The last of these is particularly important today. Supporting PACBI should be part of a larger process of connecting our institutions to Palestinian academic and cultural institutions as a way to begin to undo the unspeakable damage done to Palestinian institutions by Israeli apartheid, occupation, and genocidal violence.
What does this mean specifically at CUNY for PSC members?
The Resolution in Support of the CUNY Gaza Solidarity Encampment includes detailed information regarding CUNY’s investments in companies that profit from Israeli apartheid, occupation, and the ongoing genocide; this FAQ sheet provides even more information about BDS as a union issue. In terms of the PSC endorsing an academic and cultural boycott of Israel, one immediate effect would be to make clear that PSC members are opposed to CUNY management’s ongoing efforts to support and normalize Israeli policies. To give just two recent examples: in May 2022, Chancellor Matos Rodríguez led a delegation of administrators from twelve CUNY campuses on a junket to Israel whose stated intention was to “build bridges” between CUNY and Israeli apartheid institutions. On that trip, the Chancellor and other administrators did not meet with a single member of any Palestinian university. The Right to Education Campaign at Birzeit University, the Union of Employees and Academics at Birzeit University, the Palestinian Federation of Unions of University Professors and Employees (PFUUPE), and the Palestinian Campaign for the Academic and Cultural Boycott of Israel (PACBI) issued a joint statement condemning this visit and calling out “CUNY management’s whitewashing of Israel’s regime of military occupation, settler-colonialism and apartheid and its relentless attack on Palestinian higher education.” More recently, Chancellor Matos Rodríguez was one of the founding members of a coalition of universities that declared that they “stand with Israel.” The statement was issued in late October 2023, after Israel’s genocidal campaign in Gaza had begun; at no time since has CUNY management issued any statements critical of Israel’s actions. This was all done without consulting PSC members and against the expressed position of many of us. As usual, CUNY management thinks that they can speak for the university as though they own it. Endorsing PACBI is a way for PSC members to tell management that they do NOT speak in our name.
More broadly, an endorsement of PACBI by the PSC does not apply to individual Israeli scholars engaged in ordinary forms of academic exchange, including conference presentations, public lectures at campuses, or collaboration on research and publication (with the exception of collaborating on shared grants or anything else that would materially benefit Israeli institutions, which would violate the boycott). It is a pledge by PSC members not to engage with Israeli institutions that support and enable Israeli apartheid, occupation, and the ongoing genocide, but does not compel PSC members to do so; like a picket line, it is a call for solidarity.
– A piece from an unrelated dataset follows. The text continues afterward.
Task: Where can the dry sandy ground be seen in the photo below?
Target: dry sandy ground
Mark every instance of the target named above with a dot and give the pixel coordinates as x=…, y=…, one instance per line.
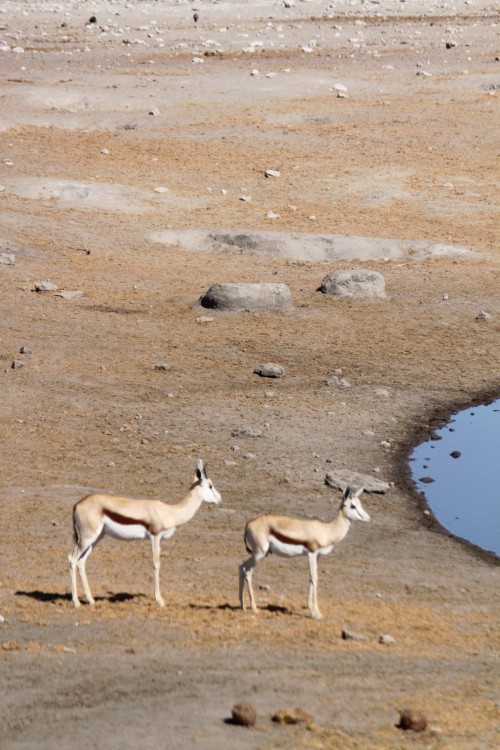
x=403, y=156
It is also a pledge to create forms of cooperation and collaboration with Palestinian academic institutions; one excellent example is the informational webinar in support of Palestinian students applying to US graduate programs organized by the Ph.D. Program in English at the Graduate Center in December 2023. Other opportunities for individual and institutional engagement with our Palestinian colleagues include several seminars organized by the Palestinian American Research Center, as well as a number of new initiatives designed to support academic institutions and students in Gaza.
In short, for those PSC members who support PACBI, we understand it to be a pledge to act in solidarity with our Palestinian colleagues. The Black feminist tradition has long espoused the notion that no one is free until everyone is free. The same goes for academic freedom: until everyone has it, no one has it. Endorsing PACBI is one small way that PSC members, together with other U.S.-based academic workers, can contribute to a movement for true academic freedom, in Palestine and everywhere.